高校に進学してからは陸上部に所属し、練習はキツかっけど全力でやることが気持ちよかった。頑張ることが好きだったんですよね(笑)。当時は、まだ女子に長距離は少なくて、これから女子の長距離選手を育てていくという時代でしたから、頑張ってやっていればチャンスが来ると思っていましたね。でも実際に、国体とかインターハイも出ていませんし、都道府県の駅伝も3年連続補欠だったしで、まったく成績が残せなくて「もう、やめようかなぁ」と思ったのが高校3年の冬でした。
オリンピックで得たものとは・・・
達成感から生まれた、新たなチャレンジ精神
実業団に入ってからは半年目ぐらいに国体の選考会があったんです。国体には出たかったから頑張って会場にいったんですが、所属先が登録を忘れていてゼッケンもなくて。だから自分で1番のゼッケンを作って出ました。結果、選考会は通ったんですが「登録をされていないなかったのでダメ」と言われてすごく悔しい思いをしました。でも、その悔しさが逆にバネになり、大阪国際女子マラソンや世界陸上選手権で成績を残すことができ、ついにオリンピックの切符を手にしたんです。
オリンピックとは競技者にとってやはり大きな目標だったし、そこから選手としても何かが開けていくと思っていました。だからバルセロナでは銀をとれたこともすごく嬉しかったし、世界のトップランナーが持つおおらかで安定感のある走りにも挑戦していきたいと強く思いました。でも、その後のアトランタまでの4年間はある意味プレッシャーもあったし、手術なんかもあって大変。だからアトランタで銅メダルをとれた時の感動は大きかった。あのときの言葉と涙には、それまでの辛かったことが次々と思い出されて、この場所に戻ってこられたことへの喜びとか「やっと終わった」という達成感があったんです。そして2度のオリンピックを経験して「もっと世界を知りたい」という気持ちから現在につながっています。
有森 裕子さんからのワンポイントアドバイス
走の基本となる、体の軸をしっかり作る
(1)走る、歩くをしっかりと・・・全ての陸上の基本となります。
(2)上半身の補強・・・日本人は特に上半身の固定感がつきにくく、腰から上が弱い人が多いので、上半身の補強をするための腹筋やウエイトトレーニングは効果があります。
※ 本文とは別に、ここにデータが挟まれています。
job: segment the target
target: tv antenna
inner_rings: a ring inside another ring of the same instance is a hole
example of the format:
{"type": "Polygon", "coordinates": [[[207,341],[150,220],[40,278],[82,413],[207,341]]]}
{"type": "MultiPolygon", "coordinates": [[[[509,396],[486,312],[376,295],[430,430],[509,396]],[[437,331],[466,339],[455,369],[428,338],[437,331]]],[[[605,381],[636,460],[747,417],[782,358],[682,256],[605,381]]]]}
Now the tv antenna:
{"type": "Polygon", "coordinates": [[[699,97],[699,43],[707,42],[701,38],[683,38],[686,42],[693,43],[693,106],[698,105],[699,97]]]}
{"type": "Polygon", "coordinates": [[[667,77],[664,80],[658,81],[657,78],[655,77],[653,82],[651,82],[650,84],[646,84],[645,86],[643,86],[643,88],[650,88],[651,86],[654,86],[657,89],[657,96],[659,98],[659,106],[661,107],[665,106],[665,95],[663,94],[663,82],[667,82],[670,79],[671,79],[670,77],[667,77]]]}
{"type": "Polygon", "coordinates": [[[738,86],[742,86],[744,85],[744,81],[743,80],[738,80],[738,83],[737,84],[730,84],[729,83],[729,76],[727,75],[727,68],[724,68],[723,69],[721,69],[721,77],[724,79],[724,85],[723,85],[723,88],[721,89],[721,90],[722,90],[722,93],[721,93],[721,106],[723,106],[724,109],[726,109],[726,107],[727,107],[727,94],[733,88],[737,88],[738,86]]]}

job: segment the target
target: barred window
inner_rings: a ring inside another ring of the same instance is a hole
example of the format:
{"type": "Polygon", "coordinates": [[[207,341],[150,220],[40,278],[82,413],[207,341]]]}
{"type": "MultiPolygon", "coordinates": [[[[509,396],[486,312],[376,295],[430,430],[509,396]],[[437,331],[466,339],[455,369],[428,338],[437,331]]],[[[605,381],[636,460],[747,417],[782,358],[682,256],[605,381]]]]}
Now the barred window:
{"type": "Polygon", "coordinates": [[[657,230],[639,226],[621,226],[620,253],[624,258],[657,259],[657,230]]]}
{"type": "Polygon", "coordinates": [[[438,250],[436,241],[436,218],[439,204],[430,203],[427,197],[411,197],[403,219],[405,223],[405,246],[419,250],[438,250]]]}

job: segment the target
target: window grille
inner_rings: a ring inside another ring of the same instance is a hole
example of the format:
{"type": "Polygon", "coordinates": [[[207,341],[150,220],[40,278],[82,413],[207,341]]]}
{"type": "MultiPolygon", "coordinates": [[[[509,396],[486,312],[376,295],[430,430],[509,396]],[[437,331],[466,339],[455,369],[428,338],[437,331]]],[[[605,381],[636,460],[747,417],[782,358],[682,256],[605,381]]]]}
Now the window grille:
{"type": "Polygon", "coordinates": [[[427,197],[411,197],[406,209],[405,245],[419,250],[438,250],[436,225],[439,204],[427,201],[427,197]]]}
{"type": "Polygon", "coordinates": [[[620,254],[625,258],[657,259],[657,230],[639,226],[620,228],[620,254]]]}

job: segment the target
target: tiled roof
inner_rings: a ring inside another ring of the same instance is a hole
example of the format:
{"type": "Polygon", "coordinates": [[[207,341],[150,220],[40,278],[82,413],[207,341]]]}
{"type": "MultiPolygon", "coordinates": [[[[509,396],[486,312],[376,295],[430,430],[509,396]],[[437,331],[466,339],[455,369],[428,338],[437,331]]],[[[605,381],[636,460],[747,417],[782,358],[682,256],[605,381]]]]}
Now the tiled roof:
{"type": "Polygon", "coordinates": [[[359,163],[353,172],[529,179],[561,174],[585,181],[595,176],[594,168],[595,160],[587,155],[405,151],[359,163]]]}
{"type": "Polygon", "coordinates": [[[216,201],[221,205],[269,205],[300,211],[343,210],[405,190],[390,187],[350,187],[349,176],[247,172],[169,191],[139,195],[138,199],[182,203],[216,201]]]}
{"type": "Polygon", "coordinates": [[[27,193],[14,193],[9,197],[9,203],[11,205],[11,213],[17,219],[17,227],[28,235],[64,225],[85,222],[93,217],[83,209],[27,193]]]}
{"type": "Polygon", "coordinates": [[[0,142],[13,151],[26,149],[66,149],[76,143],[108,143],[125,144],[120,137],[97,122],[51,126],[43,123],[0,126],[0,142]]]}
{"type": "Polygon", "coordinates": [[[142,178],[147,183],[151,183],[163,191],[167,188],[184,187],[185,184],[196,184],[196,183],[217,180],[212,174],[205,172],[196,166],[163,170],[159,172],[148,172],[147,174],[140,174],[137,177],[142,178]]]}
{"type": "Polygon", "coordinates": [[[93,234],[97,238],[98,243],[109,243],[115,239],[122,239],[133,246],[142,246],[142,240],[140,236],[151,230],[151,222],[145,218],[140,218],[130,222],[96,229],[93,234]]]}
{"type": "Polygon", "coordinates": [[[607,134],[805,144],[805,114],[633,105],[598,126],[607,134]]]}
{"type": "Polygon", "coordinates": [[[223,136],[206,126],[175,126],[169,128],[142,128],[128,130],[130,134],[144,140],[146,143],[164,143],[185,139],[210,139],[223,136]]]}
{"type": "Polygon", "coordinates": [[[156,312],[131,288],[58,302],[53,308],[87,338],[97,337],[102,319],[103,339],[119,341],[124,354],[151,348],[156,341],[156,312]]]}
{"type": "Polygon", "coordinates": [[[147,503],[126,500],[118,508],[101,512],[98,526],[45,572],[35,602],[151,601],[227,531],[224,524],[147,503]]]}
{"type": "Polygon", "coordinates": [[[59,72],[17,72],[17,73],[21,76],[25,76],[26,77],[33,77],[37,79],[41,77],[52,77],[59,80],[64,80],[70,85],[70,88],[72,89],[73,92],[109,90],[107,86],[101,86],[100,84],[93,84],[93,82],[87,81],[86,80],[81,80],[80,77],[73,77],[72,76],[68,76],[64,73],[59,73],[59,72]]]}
足だけで走ると疲れるので、長距離には特に大切です。
(3)フォームを意識する・・・腕の振り方、足の運び方、腰の位置など。ゆっくりでも速くでも、自分のフォームを意識した練習をするようにしてください。
以上のポイントは、陸上の基本です。短距離、長距離に関係なく、長く競技を続けていきたいのであれば、このポイントを心がけて練習してください。
※この記事は2008年3月に取材したものです。プロフィール等は取材時点のものですので、ご了承ください。